Maggie réfléchit un instant et parut contrariée, du moins aussi contrariée que pouvait l’être une personne d’une nature épanouie et généreuse comme la sienne. Elle s’adressa à Hackworth mais elle observait Fiona, comme si elle cherchait à élaborer la phrase suivante. « Malgré ce que vous autres Atlantéens pourriez penser de nous, je ne couche pas… je veux dire… je n’ai pas de relations sex… enfin, je n’ai pas tant de partenaires que ça.

— Je suis désolé de vous avoir donné l’impression erronée que je nourrirais des préjugés fâcheux à l’endroit de vos critères moraux, dit Hackworth. Mais soyez assuré que je ne me considère pas en position de juger les autres à cet égard. Toutefois, si vous voulez bien avoir la franchise de me dire qui, ou avec qui, au cours de l’année écoulée…

— Rien qu’un, dit Maggie. C’était une année tranquille. » Puis elle reposa sa tasse à thé sur la table (Fiona avait été ébahie par l’absence de soucoupes) et se cala contre le dossier de son siège, en fixant Hackworth, l’esprit en alerte. « C’est drôle que vous me racontiez tout cela… vous, un étranger.

— Permettez-moi de vous recommander de vous fier à vos instincts et de ne pas me traiter en étranger.

— J’ai eu une aventure. Il y a des mois et des mois. Rien de plus.

— Où ça ?

— À Londres. L’ombre d’un sourire apparut sur les traits de Maggie. On pourrait croire que, vivant ici, j’aurais plutôt choisi un endroit chaud et ensoleillé. Mais je suis allée à Londres. J’imagine qu’il y a un peu de Victorien en chacun de nous.

— C’était un mec, poursuivit Maggie. J’étais allée à Londres avec deux amies. La première était citoyenne de la RDR et la seconde, Trish, l’a quittée il y a trois ans environ pour devenir cofondatrice d’un point d’accès local à CryptNet. Ils ont installé une petite base à Seattle, non loin du marché.

— Veuillez m’excuser de vous interrompre ainsi, intervint Fiona, mais auriez-vous l’amabilité de m’expliquer la nature de CryptNet ? L’une de mes anciennes amies de classe semble s’y être inscrite.

— C’est un phyle synthétique. Insaisissable à l’extrême, répondit Hackworth.

— Chaque site est indépendant et autogéré, expliqua Maggie. Vous pourriez en trouver un demain si vous le vouliez. Les sites sont définis par contrat. On signe un contrat dans lequel on accepte de fournir certains services, à la demande.
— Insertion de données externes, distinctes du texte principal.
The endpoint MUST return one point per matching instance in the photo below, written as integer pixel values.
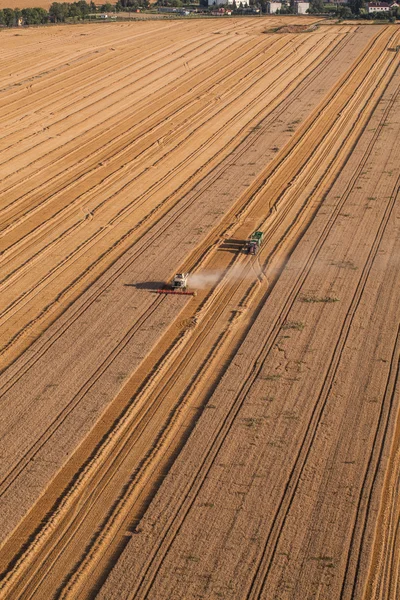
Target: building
(378, 7)
(236, 3)
(301, 8)
(273, 7)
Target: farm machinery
(254, 242)
(179, 286)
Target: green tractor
(254, 242)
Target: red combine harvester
(179, 286)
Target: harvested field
(242, 443)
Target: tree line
(59, 12)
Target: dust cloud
(205, 279)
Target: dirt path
(285, 151)
(273, 493)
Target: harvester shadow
(232, 245)
(147, 285)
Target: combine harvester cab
(180, 281)
(254, 242)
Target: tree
(316, 6)
(8, 16)
(356, 5)
(58, 12)
(344, 12)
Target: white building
(273, 7)
(378, 7)
(301, 8)
(230, 2)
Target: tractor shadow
(147, 285)
(232, 245)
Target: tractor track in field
(58, 298)
(149, 573)
(336, 215)
(188, 496)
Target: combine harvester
(179, 286)
(254, 242)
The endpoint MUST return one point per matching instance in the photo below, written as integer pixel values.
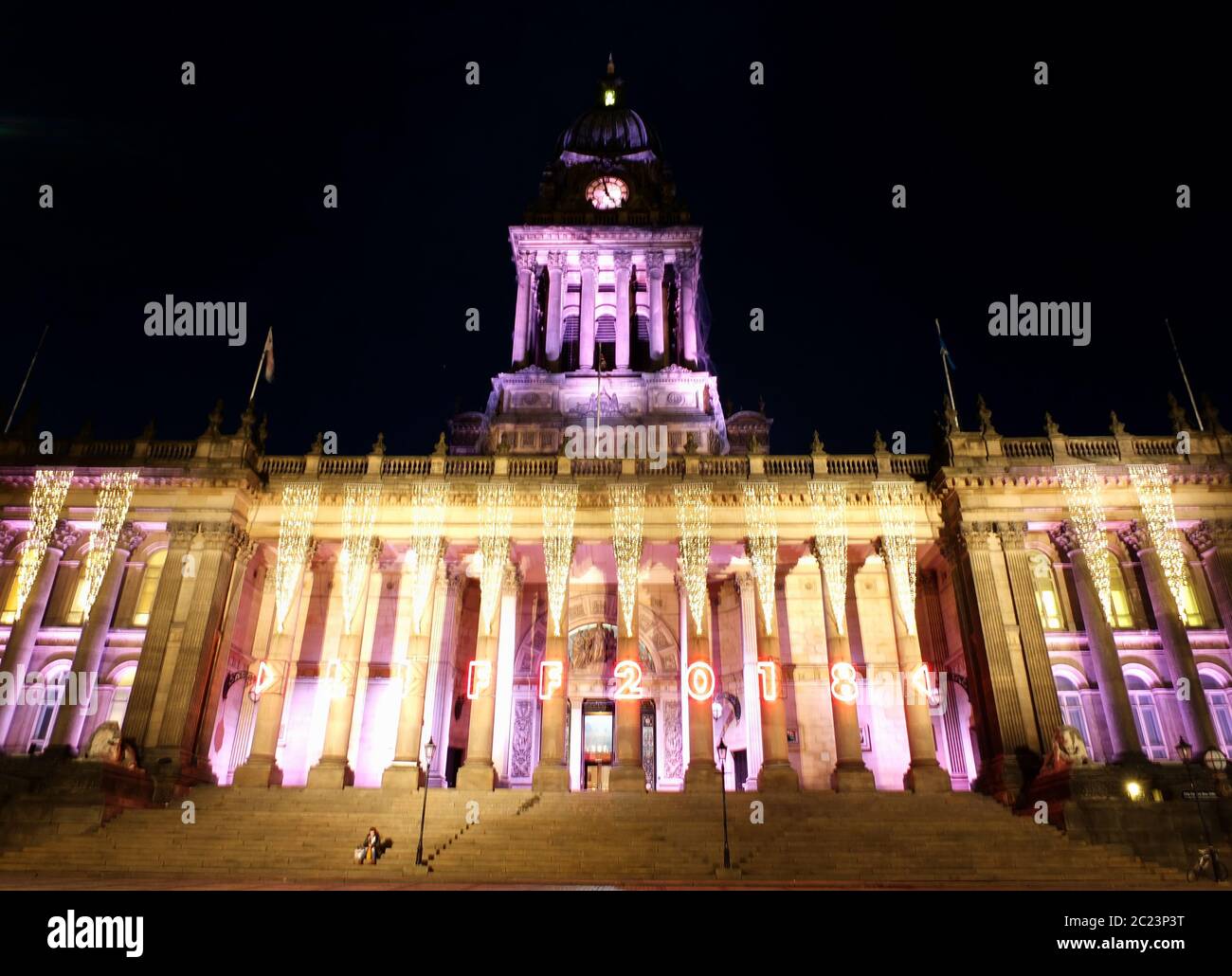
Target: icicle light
(360, 504)
(760, 500)
(693, 516)
(559, 504)
(497, 517)
(829, 526)
(45, 501)
(898, 536)
(1085, 507)
(628, 513)
(115, 495)
(1154, 496)
(299, 515)
(427, 503)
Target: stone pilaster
(1045, 704)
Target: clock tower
(608, 322)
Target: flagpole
(12, 413)
(945, 369)
(1184, 376)
(257, 378)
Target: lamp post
(717, 712)
(1215, 762)
(429, 750)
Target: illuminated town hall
(600, 585)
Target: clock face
(607, 192)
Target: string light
(898, 536)
(693, 516)
(45, 499)
(628, 513)
(1087, 514)
(360, 504)
(760, 500)
(299, 514)
(427, 500)
(115, 495)
(1154, 496)
(829, 526)
(497, 508)
(559, 503)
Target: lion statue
(1067, 750)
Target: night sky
(213, 192)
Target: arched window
(1122, 610)
(1218, 696)
(149, 587)
(1046, 599)
(1071, 704)
(1146, 718)
(54, 680)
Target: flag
(269, 356)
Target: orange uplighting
(842, 681)
(479, 679)
(700, 680)
(628, 675)
(768, 671)
(551, 678)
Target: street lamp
(717, 712)
(429, 751)
(1216, 762)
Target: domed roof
(610, 130)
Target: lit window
(149, 587)
(1046, 600)
(1120, 595)
(1146, 718)
(1071, 705)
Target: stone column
(1195, 714)
(1045, 704)
(776, 771)
(747, 590)
(149, 665)
(702, 773)
(70, 717)
(1212, 541)
(925, 774)
(553, 771)
(260, 768)
(554, 286)
(850, 773)
(333, 770)
(25, 630)
(1113, 693)
(625, 329)
(686, 263)
(406, 773)
(477, 771)
(654, 292)
(521, 310)
(173, 759)
(587, 322)
(627, 774)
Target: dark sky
(213, 192)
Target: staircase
(254, 836)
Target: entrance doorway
(598, 727)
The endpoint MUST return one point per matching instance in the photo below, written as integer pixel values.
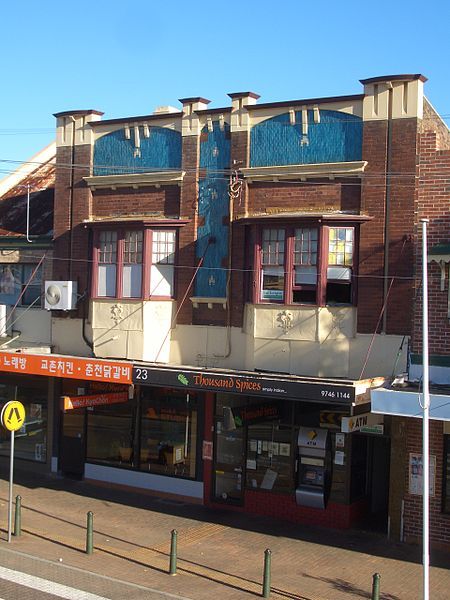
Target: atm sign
(358, 422)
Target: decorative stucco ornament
(286, 320)
(117, 313)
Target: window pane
(273, 247)
(106, 280)
(340, 250)
(132, 247)
(161, 280)
(107, 247)
(168, 433)
(163, 247)
(272, 287)
(132, 281)
(305, 275)
(305, 246)
(110, 436)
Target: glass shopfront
(156, 432)
(30, 441)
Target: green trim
(39, 242)
(436, 360)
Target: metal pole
(18, 517)
(11, 471)
(90, 533)
(425, 423)
(376, 587)
(266, 575)
(173, 552)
— Quel genre de services ?

— En général, la livraison de données par le truchement de son organisme. On les traite avant de les transmettre à d’autres sites. Cela semblait une chose naturelle pour Trish parce qu’elle était codeuse, tout comme moi, mes compagnes de chambre et la plupart des gens du coin.
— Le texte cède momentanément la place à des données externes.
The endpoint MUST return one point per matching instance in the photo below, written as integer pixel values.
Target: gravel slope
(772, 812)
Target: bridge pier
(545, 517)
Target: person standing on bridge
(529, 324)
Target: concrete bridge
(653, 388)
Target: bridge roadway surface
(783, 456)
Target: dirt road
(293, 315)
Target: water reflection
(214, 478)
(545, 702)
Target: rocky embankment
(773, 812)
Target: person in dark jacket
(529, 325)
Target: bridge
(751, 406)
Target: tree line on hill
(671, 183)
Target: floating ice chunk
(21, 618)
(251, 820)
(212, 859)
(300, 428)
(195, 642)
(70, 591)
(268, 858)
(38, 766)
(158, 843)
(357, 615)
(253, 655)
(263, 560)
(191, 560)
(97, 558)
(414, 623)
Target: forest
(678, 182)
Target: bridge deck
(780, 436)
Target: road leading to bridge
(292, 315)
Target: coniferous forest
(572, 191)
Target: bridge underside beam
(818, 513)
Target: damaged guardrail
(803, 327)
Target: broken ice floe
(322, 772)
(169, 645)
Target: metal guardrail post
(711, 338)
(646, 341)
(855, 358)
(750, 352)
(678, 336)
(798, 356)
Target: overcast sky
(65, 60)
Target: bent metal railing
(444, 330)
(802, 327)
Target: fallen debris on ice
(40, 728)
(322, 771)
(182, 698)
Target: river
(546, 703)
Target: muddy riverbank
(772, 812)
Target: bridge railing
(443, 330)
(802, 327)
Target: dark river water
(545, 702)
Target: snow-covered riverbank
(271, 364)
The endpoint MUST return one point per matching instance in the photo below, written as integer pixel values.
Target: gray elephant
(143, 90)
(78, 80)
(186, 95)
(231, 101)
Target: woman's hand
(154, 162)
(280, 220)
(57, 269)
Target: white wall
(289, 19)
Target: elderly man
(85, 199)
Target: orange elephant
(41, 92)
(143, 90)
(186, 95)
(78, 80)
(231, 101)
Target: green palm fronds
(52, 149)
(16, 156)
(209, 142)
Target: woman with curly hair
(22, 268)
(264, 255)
— Les sites ont donc des ordinateurs ?

— Ce sont les gens qui en ont, typiquement des systèmes intégrés, dit Maggie, en se massant inconsciemment l’os mastoïde, derrière l’oreille.

— Le site est donc synonyme d’individu ?

— Dans bien des cas, oui, mais, parfois, ce sont plusieurs personnes avec des systèmes intégrés qui se retrouvent liées par le même contrat de confiance.